I looked at some of the source code, and the bash commands they execute, and it looks like you have to be on the local (class C) lan in order to attack at least the Linksys beast (the 192.168.blah.blah sure looks like you can't get there from the WAN side), and if you have the services turned off, then you might be less vulnerable, and if you use hard, non-trivial, non-default passwords, that makes it harder too. I suppose it also helps if you have a router acting as a DNS server, after your WAN facing gateway, and the local DNS box not acting as the main switch (so to sum up, Gateway-DNS-Switch), with everything after the gateway as a Class C lan.
routers should route and probably run access control lists and other firewall stuff like expose some ports in your dmz.
servers should serve.
Servers route poorly, routers serve poorly.
I just recently installed a wlan router at a friends place. The goal was to make it rock solid and secure.
Here is what I did:
- Changed default username and set very strong password
- Changed web admin interface to non default high port, allow only https
- Only allow access to the admin interface from a specific ip/mac address
- Disable telnet and ssh acces
- Disable print server and usb samba share
- Disable upnp and all vpn/ipsec passthrough
- Enable statefull firewall, connections must originate from inside lan, everything else does not pass the wan interface
- Disable dns cache and use the dns servers from the isp (served via dhcp)

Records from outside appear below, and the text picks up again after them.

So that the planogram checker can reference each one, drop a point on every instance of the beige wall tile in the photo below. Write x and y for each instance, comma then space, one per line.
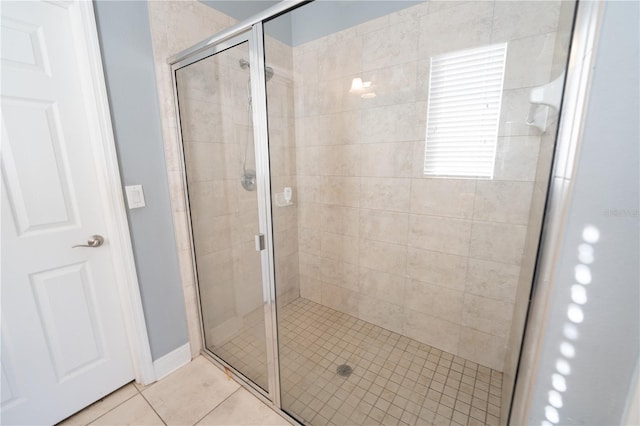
382, 286
380, 225
341, 56
390, 46
311, 288
309, 265
309, 215
340, 299
493, 280
340, 219
436, 332
434, 197
442, 269
386, 159
395, 84
340, 247
342, 191
516, 158
434, 300
378, 311
529, 61
513, 113
461, 26
437, 233
339, 128
309, 241
309, 189
503, 201
507, 248
393, 123
338, 273
385, 257
525, 18
487, 315
385, 194
339, 160
486, 349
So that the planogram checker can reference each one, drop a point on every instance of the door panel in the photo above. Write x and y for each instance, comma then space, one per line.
214, 100
64, 342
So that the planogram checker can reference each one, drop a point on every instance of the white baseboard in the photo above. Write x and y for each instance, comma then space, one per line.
169, 363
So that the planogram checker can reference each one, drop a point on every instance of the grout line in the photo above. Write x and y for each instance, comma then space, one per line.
113, 408
153, 408
222, 402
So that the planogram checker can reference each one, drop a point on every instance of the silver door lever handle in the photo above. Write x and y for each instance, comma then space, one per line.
94, 241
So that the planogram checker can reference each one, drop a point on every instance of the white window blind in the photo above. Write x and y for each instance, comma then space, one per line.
463, 113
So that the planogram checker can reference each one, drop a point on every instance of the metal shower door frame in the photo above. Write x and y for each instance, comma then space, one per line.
253, 35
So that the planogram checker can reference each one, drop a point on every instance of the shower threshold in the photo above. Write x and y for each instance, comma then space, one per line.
394, 380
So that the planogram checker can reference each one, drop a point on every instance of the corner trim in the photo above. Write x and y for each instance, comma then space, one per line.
106, 160
169, 363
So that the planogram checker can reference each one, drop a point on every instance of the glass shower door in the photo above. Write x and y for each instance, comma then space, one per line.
214, 101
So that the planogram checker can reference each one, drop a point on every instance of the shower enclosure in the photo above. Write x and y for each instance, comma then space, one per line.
366, 197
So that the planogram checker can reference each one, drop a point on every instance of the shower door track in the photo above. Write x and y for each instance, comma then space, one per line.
253, 34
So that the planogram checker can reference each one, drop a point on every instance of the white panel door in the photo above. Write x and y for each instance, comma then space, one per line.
64, 343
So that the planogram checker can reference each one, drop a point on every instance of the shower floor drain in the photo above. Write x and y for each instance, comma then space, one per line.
344, 370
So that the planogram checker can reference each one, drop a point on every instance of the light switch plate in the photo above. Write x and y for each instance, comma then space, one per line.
135, 196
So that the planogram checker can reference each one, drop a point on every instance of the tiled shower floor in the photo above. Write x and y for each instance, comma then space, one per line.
395, 380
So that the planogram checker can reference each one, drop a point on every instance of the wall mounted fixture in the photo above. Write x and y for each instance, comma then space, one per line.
549, 96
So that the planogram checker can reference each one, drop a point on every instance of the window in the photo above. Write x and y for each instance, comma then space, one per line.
463, 113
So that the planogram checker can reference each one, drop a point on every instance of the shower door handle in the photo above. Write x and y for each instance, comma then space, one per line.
259, 242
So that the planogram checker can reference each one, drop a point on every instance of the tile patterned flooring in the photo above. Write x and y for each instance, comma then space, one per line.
395, 381
196, 394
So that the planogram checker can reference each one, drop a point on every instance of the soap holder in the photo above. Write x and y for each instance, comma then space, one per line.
284, 198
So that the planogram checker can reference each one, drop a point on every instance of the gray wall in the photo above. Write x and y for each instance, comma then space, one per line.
605, 195
125, 42
315, 20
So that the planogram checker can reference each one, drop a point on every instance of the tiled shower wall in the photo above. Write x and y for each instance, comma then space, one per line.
177, 25
567, 10
437, 260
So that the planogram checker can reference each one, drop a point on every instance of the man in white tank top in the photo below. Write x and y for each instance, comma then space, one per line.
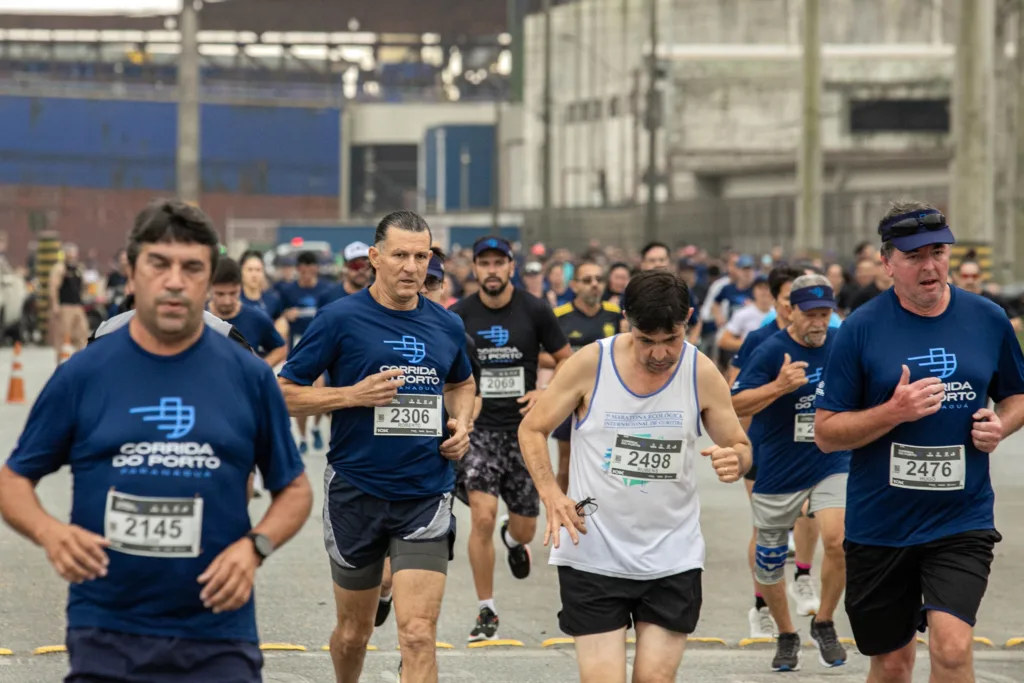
631, 552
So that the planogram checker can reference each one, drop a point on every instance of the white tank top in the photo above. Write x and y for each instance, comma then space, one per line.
635, 457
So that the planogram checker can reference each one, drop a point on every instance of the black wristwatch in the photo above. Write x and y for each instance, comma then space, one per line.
263, 545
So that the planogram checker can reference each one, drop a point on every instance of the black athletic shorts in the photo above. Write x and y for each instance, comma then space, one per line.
593, 603
889, 591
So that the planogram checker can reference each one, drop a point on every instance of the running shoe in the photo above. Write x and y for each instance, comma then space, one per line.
762, 625
519, 557
802, 590
786, 652
830, 651
486, 627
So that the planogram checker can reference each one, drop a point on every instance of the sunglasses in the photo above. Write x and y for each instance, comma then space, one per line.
912, 225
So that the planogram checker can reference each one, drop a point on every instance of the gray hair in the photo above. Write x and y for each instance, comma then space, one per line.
813, 280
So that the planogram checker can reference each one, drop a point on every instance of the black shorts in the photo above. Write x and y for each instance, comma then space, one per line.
96, 655
593, 603
889, 591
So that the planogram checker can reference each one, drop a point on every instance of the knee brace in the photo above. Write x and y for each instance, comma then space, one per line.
771, 550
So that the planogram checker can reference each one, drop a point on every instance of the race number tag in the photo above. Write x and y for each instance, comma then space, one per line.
927, 468
502, 382
170, 527
803, 428
410, 415
646, 459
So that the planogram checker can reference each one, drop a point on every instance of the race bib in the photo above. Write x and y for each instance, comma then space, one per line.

- Enable wpa2 for wlan with max password length.
So far it sails smooth and no complains. No need to activate all these settings on the routers.
The LAN side access isn't difficult with WIFI, and the ATTACKER doesn't need to plug-in his own USB, having any USB plugged in will activate the unauthenticated SMB.
The take-home message, then, is don't plug USB storage into your router, and do use WPA2, not earlier WiFi security protocols.
It's worrisome because although NAT is not designed to take the place of a firewall, in fact it often does. For home or SOHO users, it's actually reasonably good as a firewall. They "should" have better, you might argue, but in fact they don't, most often. IPv6 removes the need for NAT, possibly leaving many SOHO users with no firewall-like protection.
You can have NAT with IPv6 - I believe there's even an RFC for it, and an implementation on FreeBSD. Linux did get patches that were rejected. Hell, there's even NAT-PT, which lets IPv4-only hosts access IPv6 only hosts (and vice-versa). Imagine that - we could switch and continue life as we know it, and don't care if we're talking to an IPv4 or IPv6 host.
NAT has an awesome advantage - it isolates your internal network numbering from the external network numbering. Many early RFCs on the early Internet were fixated around people having to renumber their networks because of conflicts in their network addressing, and enough people had trouble that they created the private address space so future networks will not have to undergo such renumberings and disruption.
It certainly would be nice to be isolated from my ISP's whims and wishes for most of my stuff on the network. Sure I'll have to deal with it for a few servers I have, but I'd rather do it for a few than for every.
Of course, the problem is the IPv6 fanboys who believe IPv6 means complete end-to-end connectivity again and that NAT has absolutely no use in an IPv6 world and even suggesting NAT impacts IPv6 "purity" that keeps IPv6 adoption from happening widely. Of course, end-to-end connectivity is broken anyways with proper firewalls (at least a program can detect private network access and assume firewall usage, but with IPv6, it's impossible).
And I'm sure people would prefer to have IPv6 to operate like IPv4 did with NAT as it's a lot less to learn and things work on IPv6 as they did with IPv4.